心室中隔欠損症しんしつちゅうかくけっそんしょう
最終編集日:2026/4/17
概要
心臓には2つの心室と2つの心房があります。全身に血液を送り出すのが左心室で、肺に血液を送り出すのが右心室です。左右の心室を分けているのは心室中隔と呼ばれる部分で、そこに穴(欠損孔)が開いている病気が心室中隔欠損症です。
母親のおなかの中で心臓が左右に分かれていく途中で、本来ふさがるはずの壁が完全に閉じず、小さな穴が残ってしまうことで起こります。穴が小さい場合は自然に閉鎖することもありますが、心臓や肺に負担がかかる大きさの場合には手術が必要となります。心室中隔欠損症は、乳児健診の際に心臓の音を聴いたときの心雑音から病気が見つかるケースがよくみられます。
原因
染色体や遺伝子の異常などが関係していると考えられていますが、生まれつきのものであり、原因ははっきりとはわかっていません。
症状
欠損孔の大きさや位置は人によって異なり、症状もさまざまです。穴が小さければ、症状が現れることなく成長し、生後1年以内に自然にふさがることもあります。
欠損孔が大きい場合には、生後1カ月程度までに、息がしづらくなる、呼吸時にゼーゼーと音がする喘鳴がみられる、呼吸が速くなる、汗をよくかく、ミルクがあまり飲めず体重が増えにくいなどの症状がみられます。

検査・診断
聴診で心室中隔欠損症が疑われた場合には、心臓超音波検査(心エコー)によって診断が確定されます。
治療
心室中隔の穴が大きい場合や、それによる心不全の症状が重い場合には、手術を行います。手術は人工心肺を用いて行い、パッチという人工のあて布で穴をふさぎます。術後は筋肉が成長してパッチとなじんでいくため、交換の必要はありません。
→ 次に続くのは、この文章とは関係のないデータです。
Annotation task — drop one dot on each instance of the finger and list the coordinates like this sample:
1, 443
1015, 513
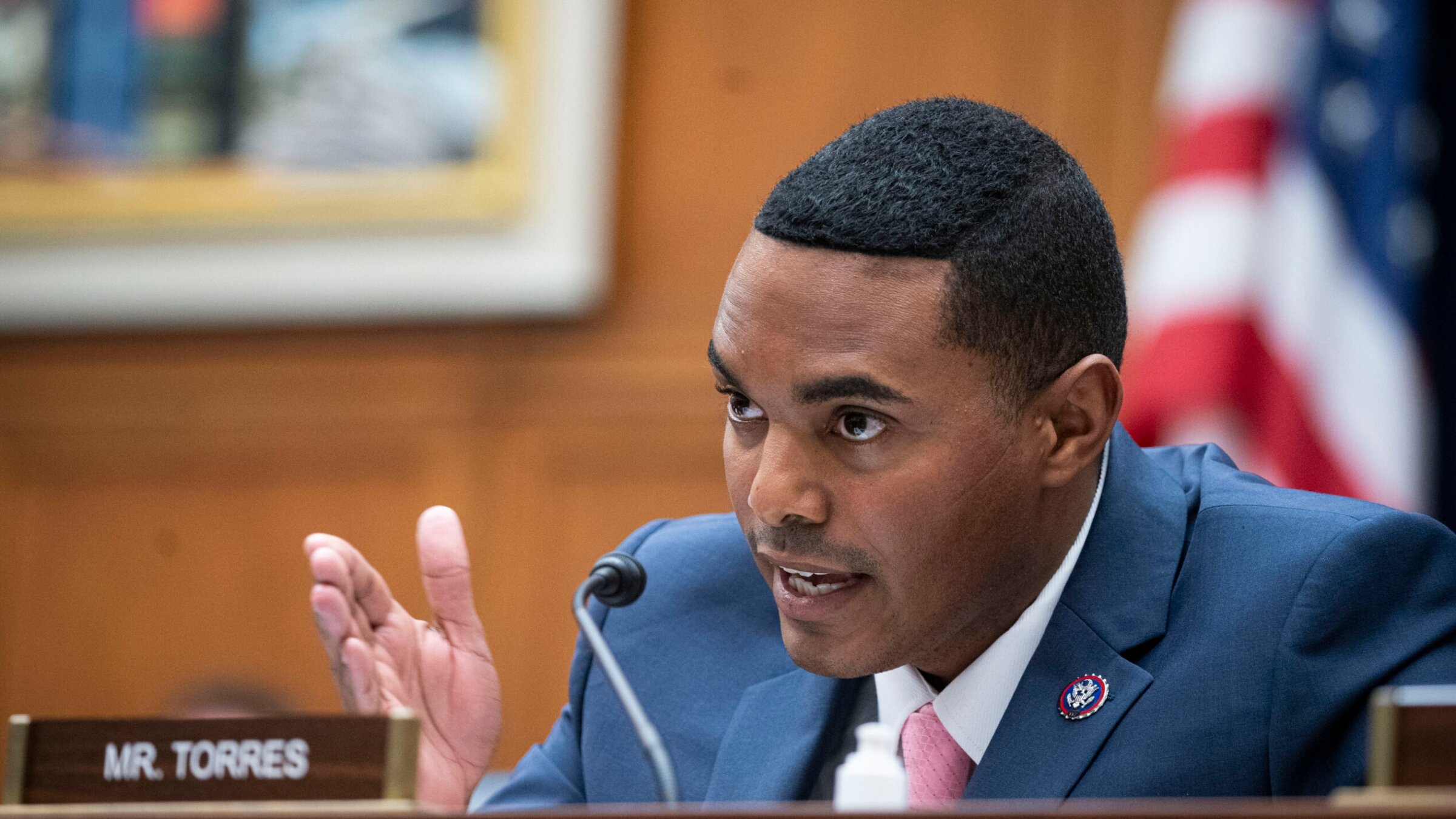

また、薬による治療としては、利尿薬を用いて体内の余分な水分を除去し、心臓にかかる負担を軽減します。
セルフケア
療養中
心室中隔欠損症では感染性心内膜炎を起こすこともあるため、口腔内を清潔に保つことが重要です。また、発熱などの体調不良がある場合には、早めに医師に相談しましょう。